To My Beautiful Daughter
What I do, I do for you
Sometimes when I miss you, I imagine what you would be doing right now. You would be away at university right now. I imagine you would be happy, you'd have a lot of friends, and I know you'd be doing great. After all, you inherited your grandmother's brains.
I imagine you two would have a wonderful relationship. She'd now have the time to enjoy being around her grandchildren, Discussing political events. Debating whether it is more important to buy organic or locally sourced vegetables with you and your father.
I'm sure you two could finally make him understand that organic means neither healthy nor good for the environment. You would remind him that more and more products are imported from far away due to the growing market for organic foods. Adding to the CO2 footprint, we create. How important it is to check where your food is produced
Yes, organic contain fewer pesticides and hormones, but if it travels across the oceans from South America and China in the hull of massive ocean liners or on freight planes, you don't eat it.

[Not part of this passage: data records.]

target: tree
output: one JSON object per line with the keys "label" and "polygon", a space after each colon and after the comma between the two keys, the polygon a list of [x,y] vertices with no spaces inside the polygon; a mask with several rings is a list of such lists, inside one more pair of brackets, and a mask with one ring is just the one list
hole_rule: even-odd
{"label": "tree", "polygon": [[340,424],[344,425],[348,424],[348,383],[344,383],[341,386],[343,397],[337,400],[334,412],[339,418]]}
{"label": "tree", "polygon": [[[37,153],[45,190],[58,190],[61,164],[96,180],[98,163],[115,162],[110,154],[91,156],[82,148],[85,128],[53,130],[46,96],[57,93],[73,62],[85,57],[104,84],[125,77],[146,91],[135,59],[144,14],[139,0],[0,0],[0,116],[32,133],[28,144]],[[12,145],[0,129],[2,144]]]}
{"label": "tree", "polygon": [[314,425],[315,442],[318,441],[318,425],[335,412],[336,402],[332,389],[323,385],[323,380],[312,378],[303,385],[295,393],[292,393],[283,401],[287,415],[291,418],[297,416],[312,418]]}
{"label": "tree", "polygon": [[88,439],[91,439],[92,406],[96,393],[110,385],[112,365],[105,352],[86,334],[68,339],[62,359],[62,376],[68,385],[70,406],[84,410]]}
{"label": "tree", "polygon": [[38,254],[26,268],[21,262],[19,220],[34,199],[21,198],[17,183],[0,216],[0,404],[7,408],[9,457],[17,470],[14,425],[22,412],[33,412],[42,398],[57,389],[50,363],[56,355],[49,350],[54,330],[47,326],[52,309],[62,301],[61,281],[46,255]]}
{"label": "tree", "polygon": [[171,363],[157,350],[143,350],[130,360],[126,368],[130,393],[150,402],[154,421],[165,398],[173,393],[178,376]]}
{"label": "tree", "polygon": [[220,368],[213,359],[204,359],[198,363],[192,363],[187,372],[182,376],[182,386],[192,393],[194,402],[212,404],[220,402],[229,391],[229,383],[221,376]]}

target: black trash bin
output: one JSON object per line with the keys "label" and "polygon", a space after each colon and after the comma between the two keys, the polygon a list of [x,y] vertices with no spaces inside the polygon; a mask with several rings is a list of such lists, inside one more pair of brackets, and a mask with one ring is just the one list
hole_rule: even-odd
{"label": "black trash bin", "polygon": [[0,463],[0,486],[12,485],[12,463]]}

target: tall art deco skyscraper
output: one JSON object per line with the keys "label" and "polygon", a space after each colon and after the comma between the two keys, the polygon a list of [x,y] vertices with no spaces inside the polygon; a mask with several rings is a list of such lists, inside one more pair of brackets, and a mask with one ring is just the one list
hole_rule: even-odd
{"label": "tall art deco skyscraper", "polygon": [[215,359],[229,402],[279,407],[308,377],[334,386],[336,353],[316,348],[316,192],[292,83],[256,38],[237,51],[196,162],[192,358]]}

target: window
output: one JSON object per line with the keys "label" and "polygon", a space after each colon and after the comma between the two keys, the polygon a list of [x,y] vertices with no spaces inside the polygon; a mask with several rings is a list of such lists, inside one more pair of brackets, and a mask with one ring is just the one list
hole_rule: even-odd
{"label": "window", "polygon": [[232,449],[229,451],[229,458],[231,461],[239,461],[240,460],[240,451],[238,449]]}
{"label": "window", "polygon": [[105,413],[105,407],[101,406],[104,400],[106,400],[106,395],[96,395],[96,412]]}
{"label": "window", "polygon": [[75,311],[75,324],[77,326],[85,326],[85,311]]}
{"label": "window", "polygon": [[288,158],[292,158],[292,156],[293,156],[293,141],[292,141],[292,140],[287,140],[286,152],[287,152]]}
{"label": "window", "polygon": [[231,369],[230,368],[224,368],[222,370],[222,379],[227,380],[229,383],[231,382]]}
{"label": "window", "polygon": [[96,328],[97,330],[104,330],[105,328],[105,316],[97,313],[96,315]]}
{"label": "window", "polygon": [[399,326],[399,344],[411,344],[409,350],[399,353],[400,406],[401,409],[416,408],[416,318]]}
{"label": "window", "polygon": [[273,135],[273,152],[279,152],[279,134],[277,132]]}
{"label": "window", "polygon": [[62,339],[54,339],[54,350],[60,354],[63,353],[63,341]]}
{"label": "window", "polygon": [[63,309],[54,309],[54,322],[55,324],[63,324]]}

And worst of all, it comes wrapped in layers of plastic. Plastic that needs thousands of years to break down. Plastic that ends up polluting our oceans, found in the stomach of whales and turtles years later.

I remember how we showed him pictures of the plastic island swimming in the middle of the ocean. How he finally stopped buying that bottled water and started using the soda stream. He still laughs every time it makes that farting noise.
We now go to the supermarket that finally opened nearby. They sell produce without wrapping. You bring your own containers and reusable shopping bags and buy exactly the amount you need. There is no waste, no surplus. I love that they even have toilet paper and cotton swabs in paper wrappings.
No, we haven't yet made the transition to not eating meat at all. We aren't as dedicated as you are. But we heard what you said about how the meat industry is the most significant contributor to global warming, so we eat meat only a few times a week.
Just as we understood what you said about the overfishing of the oceans. Yes sweetheart, I still only buy local freshwater fishes and fish from sustainable fishing.

When I think of you, I imagine how you and your older brother would go to the Friday for Future demonstrations—fighting for your future, trying to make people understand that we are living on borrowed time. You would always go together—him watching out for you, just like my older brother always watched out for me.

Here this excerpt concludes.